Em mulheres mais velhas e que já tiveram contato com o vírus, a vacina pode ajudar a reduzir o risco de recorrência após tratamento de lesões. “Por isso, esse achado do estudo [de não observar benefício da vacinação após os 18 anos] não deve ser interpretado como a vacina não funcionando em mulheres acima dessa faixa etária”, observa a médica do Einstein. “Na prática clínica, a gente acredita que as vacinas também funcionem em mulheres mais velhas, claro que não da mesma maneira.”
O Ministério da Saúde expandiu da imunização para adolescentes de 15 a 19 anos nas chamadas campanhas de resgate, destinada àqueles que não receberam o imunizante na idade recomendada. A iniciativa seria encerrada em dezembro, mas foi prorrogada até a próxima Campanha de Vacinação nas Escolas, que ocorre geralmente em abril. O objetivo é alcançar cerca de 7 milhões de jovens nessa faixa etária que estão desprotegidos.
O painel de cobertura vacinal no Brasil aponta que o país chegou a atingir 84,94% das meninas e 73,25% dos meninos de 9 a 14 anos, avanço importante em relação aos anos anteriores. O desafio é manter e ampliar esses índices de forma sustentada, para gerar o chamado efeito rebanho —com menos pessoas infectadas, o vírus circula menos entre a população. “Isso é fundamental para proteger quem não pôde ou não conseguiu se vacinar. Mas só acontece quando a cobertura vacinal é alta”, afirma Renata Lamego.
Vacina não substitui exames
Embora a imunização seja uma proteção contra as lesões mais graves causadas pelo HPV, isso não significa que o rastreamento pode ser abandonado. No Brasil, houve uma mudança na política de rastreamento: em agosto, o Ministério da Saúde anunciou que o teste molecular do HPV passou a ser incorporado no Sistema Único de Saúde (SUS) como exame principal e deverá substituir o papanicolau gradativamente.

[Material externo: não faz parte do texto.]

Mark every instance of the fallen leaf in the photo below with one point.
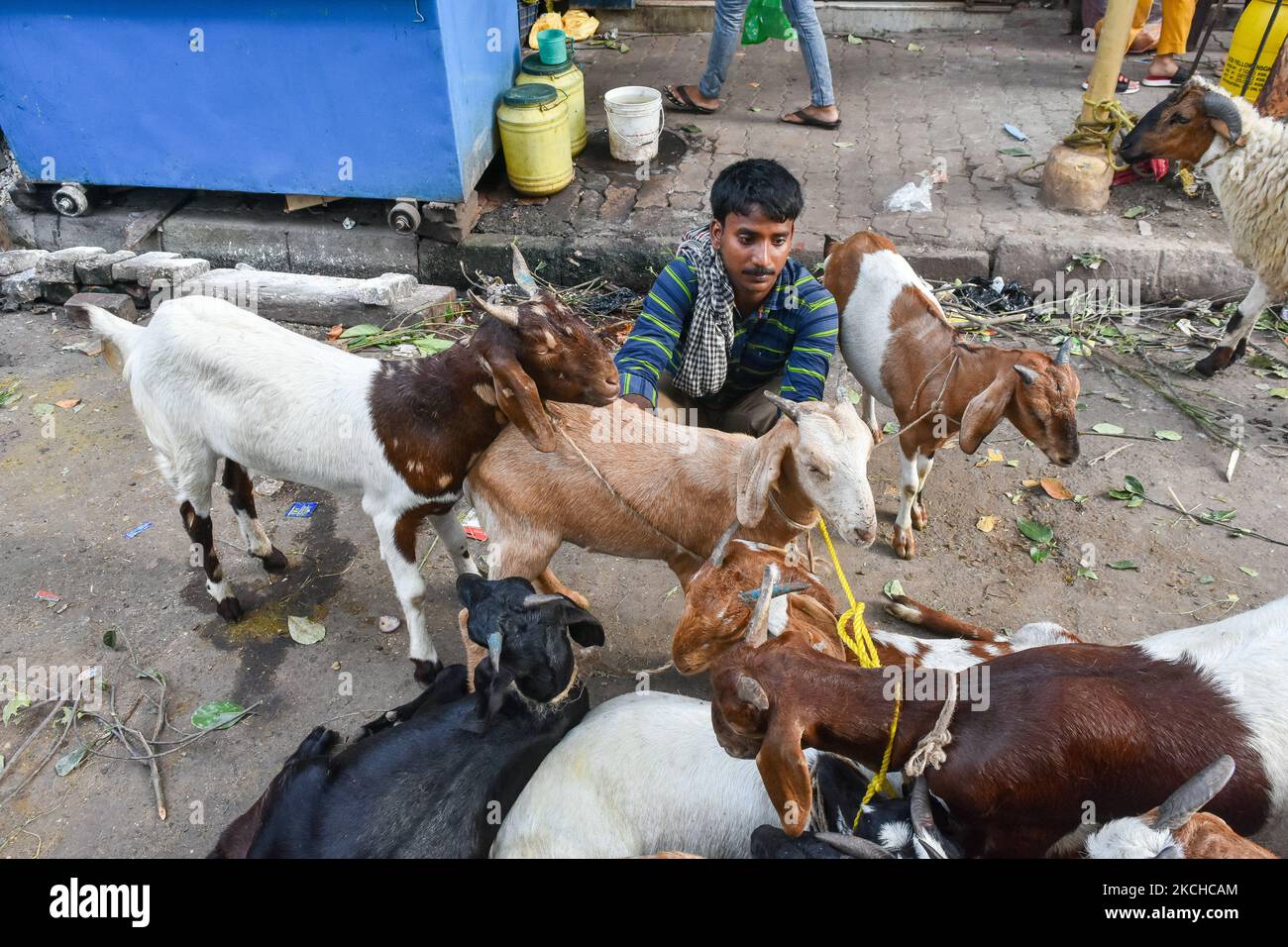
(1055, 488)
(304, 630)
(1035, 531)
(69, 761)
(215, 715)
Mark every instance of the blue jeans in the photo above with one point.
(726, 38)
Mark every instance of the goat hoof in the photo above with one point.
(274, 562)
(230, 609)
(426, 671)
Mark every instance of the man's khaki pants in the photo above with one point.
(752, 414)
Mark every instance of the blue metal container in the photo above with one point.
(349, 98)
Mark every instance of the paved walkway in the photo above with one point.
(903, 111)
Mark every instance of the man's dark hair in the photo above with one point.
(756, 183)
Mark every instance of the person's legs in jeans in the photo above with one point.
(725, 39)
(809, 34)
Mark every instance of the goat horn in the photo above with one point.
(1223, 108)
(509, 315)
(493, 650)
(853, 845)
(923, 819)
(758, 629)
(786, 589)
(789, 407)
(537, 600)
(1026, 373)
(722, 544)
(750, 690)
(522, 274)
(1197, 792)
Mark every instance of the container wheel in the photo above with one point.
(71, 200)
(404, 217)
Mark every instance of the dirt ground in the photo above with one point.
(67, 501)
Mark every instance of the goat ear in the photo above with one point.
(471, 589)
(518, 397)
(583, 626)
(785, 772)
(986, 410)
(759, 468)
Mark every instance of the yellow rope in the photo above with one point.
(863, 648)
(1108, 119)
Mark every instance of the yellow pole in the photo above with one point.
(1077, 179)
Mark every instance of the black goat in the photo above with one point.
(434, 777)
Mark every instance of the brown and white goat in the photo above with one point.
(1117, 727)
(671, 489)
(1243, 155)
(717, 609)
(1177, 828)
(210, 380)
(906, 355)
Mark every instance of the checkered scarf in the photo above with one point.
(708, 339)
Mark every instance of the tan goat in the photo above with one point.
(664, 491)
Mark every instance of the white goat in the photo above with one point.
(210, 380)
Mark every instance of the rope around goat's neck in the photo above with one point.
(930, 749)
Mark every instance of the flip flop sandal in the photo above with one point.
(806, 119)
(1126, 86)
(684, 103)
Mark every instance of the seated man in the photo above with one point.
(733, 316)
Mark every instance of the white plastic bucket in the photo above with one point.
(635, 121)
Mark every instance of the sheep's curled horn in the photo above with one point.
(1223, 108)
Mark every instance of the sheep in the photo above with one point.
(1177, 828)
(210, 380)
(717, 605)
(643, 774)
(434, 781)
(902, 350)
(1244, 158)
(673, 488)
(1117, 725)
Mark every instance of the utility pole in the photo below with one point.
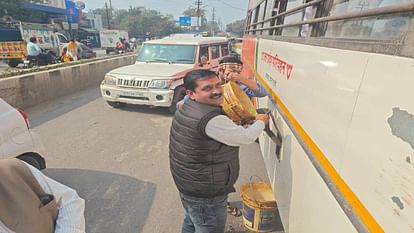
(213, 24)
(107, 15)
(110, 7)
(198, 4)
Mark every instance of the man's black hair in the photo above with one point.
(230, 59)
(191, 78)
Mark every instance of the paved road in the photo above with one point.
(4, 67)
(117, 159)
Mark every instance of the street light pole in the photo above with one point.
(107, 15)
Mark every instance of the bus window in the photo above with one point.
(296, 17)
(385, 27)
(203, 53)
(215, 51)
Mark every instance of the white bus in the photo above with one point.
(340, 77)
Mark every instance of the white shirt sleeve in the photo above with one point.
(224, 130)
(71, 207)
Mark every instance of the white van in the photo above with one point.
(16, 138)
(156, 78)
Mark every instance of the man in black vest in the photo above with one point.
(204, 150)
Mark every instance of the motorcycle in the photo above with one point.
(46, 57)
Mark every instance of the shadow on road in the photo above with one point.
(47, 111)
(145, 109)
(114, 203)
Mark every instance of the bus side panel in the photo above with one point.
(319, 87)
(304, 201)
(380, 149)
(320, 91)
(358, 109)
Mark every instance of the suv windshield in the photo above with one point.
(183, 54)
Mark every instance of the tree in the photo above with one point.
(236, 27)
(192, 11)
(139, 21)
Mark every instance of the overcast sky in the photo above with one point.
(227, 10)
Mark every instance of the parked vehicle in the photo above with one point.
(84, 51)
(87, 52)
(17, 139)
(109, 38)
(157, 76)
(14, 35)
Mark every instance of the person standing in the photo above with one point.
(31, 202)
(72, 50)
(35, 52)
(204, 152)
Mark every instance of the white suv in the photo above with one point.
(16, 138)
(156, 78)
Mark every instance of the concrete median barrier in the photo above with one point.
(33, 88)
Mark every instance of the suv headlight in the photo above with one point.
(110, 80)
(160, 84)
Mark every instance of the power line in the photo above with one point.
(229, 5)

Por enquanto, a tecnologia está sendo oferecida em 12 estados, entre eles, Rio de Janeiro, São Paulo, Goiás e Minas Gerais.
Além de oferecer maior sensibilidade diagnóstica, esse modelo reduz a necessidade de exames e intervenções desnecessárias, ao permitir intervalos mais longos entre as coletas quando o resultado é negativo. “O teste de HPV é mais sensível do que o papanicolau. Se vier negativo, a mulher pode repetir o exame apenas após cinco anos, o que representa uma mudança na política pública que faz muito mais sentido”, comenta a ginecologista.
Até então, o rastreamento era feito apenas por meio do papanicolau, um exame em geral incômodo para as mulheres. Com a nova técnica, exames mais invasivos, como colposcopia e biópsia, ficam restritos às mulheres com infecção persistente ou alterações detectadas.